Comme tout va toujours plus vite, on est tenté de lire en diagonale. Mais la langue française se charge parfois de nous rappeler qu’elle offre d’exquises et piégeuses subtilités. Une phrase, qui peut sembler simplissime au premier regard, peut prendre une autre tournure après une lecture plus attentive.

Deux exemples
« Tu aimes Tintin plus que le Capitaine ». Lu rapidement : « tu préfères Tintin au Capitaine ». Lu attentivement : « tu aimes plus Tintin que le Capitaine aime Tintin ».

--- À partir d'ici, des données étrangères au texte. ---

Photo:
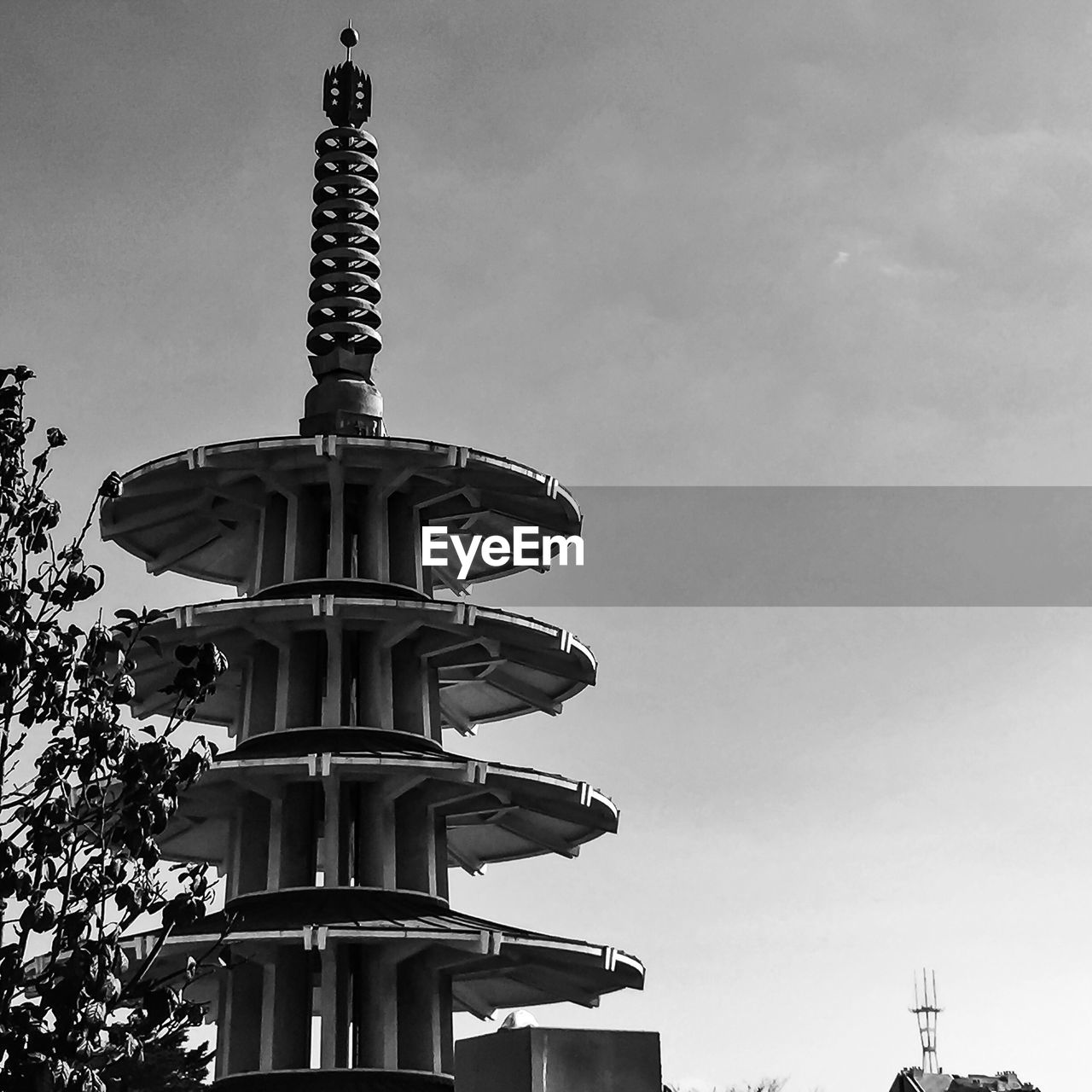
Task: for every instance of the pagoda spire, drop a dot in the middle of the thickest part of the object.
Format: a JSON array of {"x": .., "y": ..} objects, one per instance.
[{"x": 344, "y": 336}]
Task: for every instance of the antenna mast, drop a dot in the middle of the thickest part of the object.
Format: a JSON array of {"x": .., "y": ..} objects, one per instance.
[{"x": 925, "y": 1009}]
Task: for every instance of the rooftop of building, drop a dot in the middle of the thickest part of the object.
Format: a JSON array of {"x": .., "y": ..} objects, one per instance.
[{"x": 917, "y": 1080}]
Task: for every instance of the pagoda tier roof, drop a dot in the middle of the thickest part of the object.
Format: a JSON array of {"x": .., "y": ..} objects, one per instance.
[
  {"x": 492, "y": 967},
  {"x": 495, "y": 812},
  {"x": 197, "y": 512},
  {"x": 492, "y": 665}
]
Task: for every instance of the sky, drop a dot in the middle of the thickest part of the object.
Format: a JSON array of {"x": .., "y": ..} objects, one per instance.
[{"x": 773, "y": 242}]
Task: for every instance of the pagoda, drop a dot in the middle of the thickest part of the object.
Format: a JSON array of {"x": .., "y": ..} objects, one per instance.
[{"x": 339, "y": 811}]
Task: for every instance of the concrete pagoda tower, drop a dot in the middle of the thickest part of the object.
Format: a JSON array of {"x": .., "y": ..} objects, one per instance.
[{"x": 338, "y": 814}]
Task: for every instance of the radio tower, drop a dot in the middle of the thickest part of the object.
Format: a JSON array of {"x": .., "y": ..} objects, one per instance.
[{"x": 925, "y": 1009}]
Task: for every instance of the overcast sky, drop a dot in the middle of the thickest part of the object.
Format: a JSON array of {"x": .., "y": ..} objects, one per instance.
[{"x": 627, "y": 241}]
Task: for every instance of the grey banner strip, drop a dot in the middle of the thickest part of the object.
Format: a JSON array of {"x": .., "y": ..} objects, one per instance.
[{"x": 822, "y": 546}]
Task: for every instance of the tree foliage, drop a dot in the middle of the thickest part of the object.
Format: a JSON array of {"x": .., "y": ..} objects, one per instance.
[{"x": 82, "y": 799}]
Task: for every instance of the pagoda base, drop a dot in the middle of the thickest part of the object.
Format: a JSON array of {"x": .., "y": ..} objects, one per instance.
[
  {"x": 336, "y": 1080},
  {"x": 560, "y": 1060}
]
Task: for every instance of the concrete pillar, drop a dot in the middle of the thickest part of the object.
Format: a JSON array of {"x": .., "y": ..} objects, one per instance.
[
  {"x": 308, "y": 534},
  {"x": 375, "y": 1009},
  {"x": 374, "y": 682},
  {"x": 421, "y": 1041},
  {"x": 293, "y": 837},
  {"x": 250, "y": 845},
  {"x": 287, "y": 1042},
  {"x": 262, "y": 683},
  {"x": 404, "y": 537},
  {"x": 307, "y": 671},
  {"x": 415, "y": 837},
  {"x": 271, "y": 542},
  {"x": 374, "y": 837},
  {"x": 241, "y": 1025},
  {"x": 410, "y": 689}
]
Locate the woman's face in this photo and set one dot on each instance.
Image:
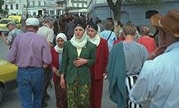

Autre exemple : « J’ai vu un homme avec un télescope ». Lu rapidement : « j’ai vu un homme qui tenait un télescope ». Lu attentivement : « j’ai vu un homme en me servant d’un télescope ».
Une capacité à brouiller les pistes
Volontairement ou non, notre langue propose plusieurs façons, toutes légitimes, d’assembler les mêmes mots.
Se limiter à une seule, c’est prendre le risque d’interpréter différemment ce que l’auteur a voulu dire, parfois confusément. J’ai rarement vu des débats plus passionnés que sur ce sujet.
Lire vite … c’est un peu rapide
L’œil repère une structure familière. Le cerveau, lui, adore aller à toute vitesse et complète mécaniquement. Il anticipe, reconstruit et comble les blancs.
Ce raccourci cognitif, utile au quotidien, peut aussi nous jouer des tours.
Lecture rapide et lecture attentive
La première exploite les schémas attendus : sujet – verbe – complément, les phrases stéréotypées, les priorités émotionnelles.
La seconde oblige à remettre chaque mot à se place, interroger ses fonctions, écouter la musique de la phrase … pour révéler un sens second, inattendu voire déroutant.
L’ambiguïté de la grammaire et du vocabulaire
Dans les deux exemples ci-dessus, ce sont exactement les mêmes phrases qui génèrent deux sens différents. Seule la manière de relier les groupes de mots change le sens.
Dans un mail, un post, un article, un compte-rendu, cette ambiguïté peut conduire à des tensions ou des erreurs d’interprétation.
Quelques astuces simples pour éviter la confusion
Recourir à une ponctuation explicite, reformuler avec d’avantage de précision, préciser le sujet du comparatif, préférer une répétition à un pronom dont le référent est nébuleux.
Et pour le lecteur, prendre le temps et pratiquer la nuance pour éviter de basculer dans un autre récit créé par notre cerveau pressé.